Tuesday, March 9, 2010

Jonathan Swift

Jonathan swift was born in Dublin but during his life he switched between living in Ireland and England with his mother, as his dad died before he was born. During his time of living with his mother, Swift often saw her encounter many financial issues, which of course affected him and caused him to move in with his paternal uncle in Ireland. Obviously this lifestyle was distressing and like most people this affected his attitude and works later on in life.

However, Swift turned out to be a very competent person academically and placed his strengths into getting a BA degree. However, his troubled past could not be forgotten. This became obvious as he went into his main track of life. Although Swift had many jobs such as becoming secretary for Sir William Temple, and other interests such as poetry, Swift was most famous for being a prose satirist. This alone includes a lot of sarcasm and includes a lot of bitterness towards something, mostly towards a piece written by someone that the satirist does not agree with. This shows that Jonathan Swift’s upbringing and life caused him to be a rather cynical person but on the other hand it’s hard to blame him when he had to deal with a fatherless lifestyle in Ireland that was experiencing so much poverty at the time.

Swift wrote many satirical pieces however the one that he is most noted for is ‘A Modest Proposal’. Basically this proposal, one of many written by Swift, is his way of describing his opinion on the Irish society and how the state deals with poverty, especially among families with children. The Modest Proposal is in element what it says it is in my opinion, a dry and subtle way of Swift expressing his passionate opinion and is in some places rather humorous.

At the beginning of the proposal, Swift is clearly compassionate for the condition that Ireland’s mothers and their children are placed in, but by the second sentence, Swift enters into judgmental views. Swift drives the image of Irish mothers who are “forced to employ all their time” begging for food along with their children. He puts a heavy negative tone on these situations and focuses on it throughout his paper to later reinforce his point that anyone who can come up with an effective and true way that these children can be used to be productive members of society would be doing the nation a massive favour.

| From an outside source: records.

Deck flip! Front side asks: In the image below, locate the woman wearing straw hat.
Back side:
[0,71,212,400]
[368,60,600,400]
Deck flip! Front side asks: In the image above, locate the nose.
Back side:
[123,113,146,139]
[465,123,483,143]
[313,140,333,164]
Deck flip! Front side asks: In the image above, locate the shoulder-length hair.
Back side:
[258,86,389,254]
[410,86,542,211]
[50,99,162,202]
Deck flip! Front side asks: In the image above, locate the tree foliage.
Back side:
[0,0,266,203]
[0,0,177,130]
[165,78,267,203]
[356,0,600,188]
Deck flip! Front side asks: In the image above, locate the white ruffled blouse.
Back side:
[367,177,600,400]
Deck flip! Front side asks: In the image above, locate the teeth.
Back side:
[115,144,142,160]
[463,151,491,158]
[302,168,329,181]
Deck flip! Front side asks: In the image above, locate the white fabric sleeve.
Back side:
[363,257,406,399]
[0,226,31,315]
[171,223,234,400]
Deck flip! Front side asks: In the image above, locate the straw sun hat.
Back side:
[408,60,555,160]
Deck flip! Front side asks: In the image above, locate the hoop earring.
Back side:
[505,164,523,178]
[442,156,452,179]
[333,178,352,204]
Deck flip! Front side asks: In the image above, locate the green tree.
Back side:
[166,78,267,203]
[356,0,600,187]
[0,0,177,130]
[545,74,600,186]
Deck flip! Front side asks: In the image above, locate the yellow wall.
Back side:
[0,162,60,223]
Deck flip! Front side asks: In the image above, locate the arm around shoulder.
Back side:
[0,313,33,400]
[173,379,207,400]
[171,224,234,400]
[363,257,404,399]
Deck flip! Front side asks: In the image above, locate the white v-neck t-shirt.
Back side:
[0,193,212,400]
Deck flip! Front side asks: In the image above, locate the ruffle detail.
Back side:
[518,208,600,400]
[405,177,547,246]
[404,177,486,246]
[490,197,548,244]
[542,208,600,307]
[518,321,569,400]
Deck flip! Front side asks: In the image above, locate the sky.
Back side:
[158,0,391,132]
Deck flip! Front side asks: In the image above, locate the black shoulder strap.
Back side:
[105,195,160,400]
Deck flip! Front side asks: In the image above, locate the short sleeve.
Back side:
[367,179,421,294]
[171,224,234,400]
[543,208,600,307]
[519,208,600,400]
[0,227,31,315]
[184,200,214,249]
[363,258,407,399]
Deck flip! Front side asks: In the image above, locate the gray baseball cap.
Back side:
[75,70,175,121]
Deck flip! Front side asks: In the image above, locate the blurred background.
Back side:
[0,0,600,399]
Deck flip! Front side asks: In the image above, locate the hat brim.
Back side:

It is clear to me that the bitterness of Swift’s upbringing is being filtered into this piece of prose, however it is exaggerated in order for it to serve it’s purpose. In essence, this piece is to be a social comment on economics, which most would agree is usually a dry and dull area to cover, however Swift uses ludicrous and strange ideas as to how to solve many issues. After claiming that the current “problem solvers” of his time were rather inadequate, Swift forms an idea much more adequate – that the Irish should eat their children. In detail, Swift claims that a one year old child is a “most delicious, nourishing, and wholesome food; whether stewed, roasted, baked or boiled” and by eating their children, parents neither have to pay for food, poor children are not placed onto the streets so they do not become a nuisance to society, but also from a religious point of view, it also helps to prevent abortions. He furthers this whole idiotic idea by suggesting that “one male can serve four females” and that the others should be fattened and given away so they can be farmed into becoming a delicacy. He goes into further specifics that say that by harvesting children, Ireland can have some food that would be available all year round (unlike Potatoes, which many people were bitter towards at this time as it was during the Irish famine). The irony of this is that the way Swift puts ideas across makes it seem that he is assuming his audience automatically agree with him that eating children is the obvious and most ethical way to dealing with the social issue that Ireland were experiencing at the time. He also suggests that by this method, not only does the family benefit, but the landlord and the nation also benefit economically.

However, the audience needs to look past the ridiculousness of his suggestion as in essence, Swift is commenting on Ireland’s social and political issues. Not only this but it revealed to the reader of Swift’s past. I think that this is a very brave thing to do. Because of this, Swift’s audience gain a sense of why he feels the way he does and why he is so cynical towards the Irish’s ability to solve issues sensibly. This sense of honesty possibly makes the reader sympathetic to Swift’s views, and takes his views on, when he is satirising his nation’s attempt to deal with social issues.

It is generally understood that Swift offers a selfless and quite a humble opinion. However he makes it clear that other more selfish ideas are deemed to be wrong in contrary to his. An example of this is that Swift often satirises the work of Adam Smith, a well know empiricist and ‘founder of economics’. Smith was under the opinion that society had little impact on human nature. This view is satirised by Swift who thinks that society is clearly the foundation of human behaviour. As well as this, Jonathan Swift clearly empathises with the poorer end of society so when Adam Smith clearly shows favoritism for the more wealthy and insists that ‘wealth’ is those who appreciate art and have a good education; there is obviously clear confrontation between the two views.

In conclusion, although at times Jonathan Swift provides a very unique yet obviously unpractical view of how to improve a situation, his intensions are truly honorable. At times I do honestly think that he is going down wrong roads of how to deal with such problems but have found them entertaining nevertheless and they especially encourage me to read on further. It is by doing this that I realise that I am reading material from a man who has been truly affected by poverty in his country, whatever poverty is considered to be, and that he is trying to defend the type of people of whom he grew up with.